Conclusions and Implications for Public Health Practice: Disparities exist in hemodialysis-associated S. aureus infections. Health care providers and public health professionals should prioritize prevention and optimized treatment of ESKD, identify and address barriers to lower-risk vascular access placement, and implement established best practices to prevent bloodstream infections.


More than 800,000 persons in the United States live with ESKD, 70% of whom are treated with dialysis (89% hemodialysis and 11% peritoneal dialysis); 30% have a functioning kidney transplant.[1] Race, ethnicity, and social determinants of health* affect development of ESKD.[1–4] ESKD prevalence is fourfold higher among Black persons and more than twofold higher among Hispanic than among White persons,[1] disparities which are thought to be attributable at least in part to underlying conditions such as hypertension and diabetes mellitus.[1–3] Furthermore, disparities in pre-ESKD nephrology care and receipt of ESKD therapies exist for these same groups, as well as those with lower income and insurance coverage.[1,5–9] Black persons constitute 33% of all U.S. patients receiving dialysis,[1] but only 12% of the U.S. population.[10]

Infections are a leading cause of morbidity and mortality in hemodialysis patients.[1] S. aureus is the most commonly isolated pathogen among bloodstream infections in hemodialysis patients reported to NHSN; 40% of those infections are methicillin resistant (MRSA).[11] Higher rates of invasive S. aureus infections have been observed in dialysis patients compared with nondialysis patients.[12]

Type of hemodialysis access is a well-established risk factor for infections; risk is highest for central venous catheters (CVCs), lower for grafts, and lowest for fistulas.[11] Although elevated rates have been reported for both invasive MRSA infections among Black dialysis patients[13] and hospitalizations for dialysis-related infections among adult Black patients and older Hispanic patients (aged >60 years),[14] the association among hemodialysis-related infections, race and ethnicity, and social determinants of health is largely undescribed.
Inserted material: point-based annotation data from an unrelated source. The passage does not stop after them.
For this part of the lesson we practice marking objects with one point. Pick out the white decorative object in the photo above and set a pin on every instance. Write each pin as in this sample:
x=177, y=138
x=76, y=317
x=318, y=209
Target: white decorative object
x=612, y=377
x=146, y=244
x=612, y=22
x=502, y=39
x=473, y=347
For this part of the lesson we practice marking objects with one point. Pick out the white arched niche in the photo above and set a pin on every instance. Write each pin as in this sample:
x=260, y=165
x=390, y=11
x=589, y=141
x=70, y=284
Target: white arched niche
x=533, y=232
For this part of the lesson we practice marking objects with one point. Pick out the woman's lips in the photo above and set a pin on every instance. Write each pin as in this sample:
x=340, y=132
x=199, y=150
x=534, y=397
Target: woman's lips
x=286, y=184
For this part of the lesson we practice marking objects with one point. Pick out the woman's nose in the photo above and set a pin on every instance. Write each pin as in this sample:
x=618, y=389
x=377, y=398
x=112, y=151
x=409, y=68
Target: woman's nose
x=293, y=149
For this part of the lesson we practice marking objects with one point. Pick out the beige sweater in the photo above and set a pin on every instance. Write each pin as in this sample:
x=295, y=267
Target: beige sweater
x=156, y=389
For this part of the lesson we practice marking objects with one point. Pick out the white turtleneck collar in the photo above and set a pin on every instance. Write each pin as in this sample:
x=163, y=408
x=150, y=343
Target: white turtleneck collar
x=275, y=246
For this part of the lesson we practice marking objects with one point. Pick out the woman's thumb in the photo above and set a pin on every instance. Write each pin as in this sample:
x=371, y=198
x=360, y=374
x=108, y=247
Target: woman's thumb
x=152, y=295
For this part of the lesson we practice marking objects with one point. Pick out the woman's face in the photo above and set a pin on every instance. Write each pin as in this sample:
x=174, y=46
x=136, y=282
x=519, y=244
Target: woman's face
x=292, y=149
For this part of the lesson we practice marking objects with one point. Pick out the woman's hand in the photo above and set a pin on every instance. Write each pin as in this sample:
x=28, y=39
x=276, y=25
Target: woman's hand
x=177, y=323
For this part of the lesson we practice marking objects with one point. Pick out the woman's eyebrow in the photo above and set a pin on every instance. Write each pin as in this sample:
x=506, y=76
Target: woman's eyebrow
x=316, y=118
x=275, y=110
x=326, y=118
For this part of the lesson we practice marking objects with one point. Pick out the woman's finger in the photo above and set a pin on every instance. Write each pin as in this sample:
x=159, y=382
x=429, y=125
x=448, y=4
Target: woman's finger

To identify groups experiencing high numbers and risk of infections and to determine which preventive interventions should be prioritized, this study used a national facility-level reporting system and a laboratory- and population-based surveillance network to understand markers of disparities in the risk for S. aureus bloodstream infections in hemodialysis patients. This activity was reviewed by CDC and was conducted consistent with applicable federal law and CDC policy.§

§45 C.F.R. part 46.102(l)(2), 21 C.F.R. part 56; 42 U.S.C. Sect. 241(d); 5 U.S.C. Sect. 552a; 44 U.S.C. Sect. 3501 et seq.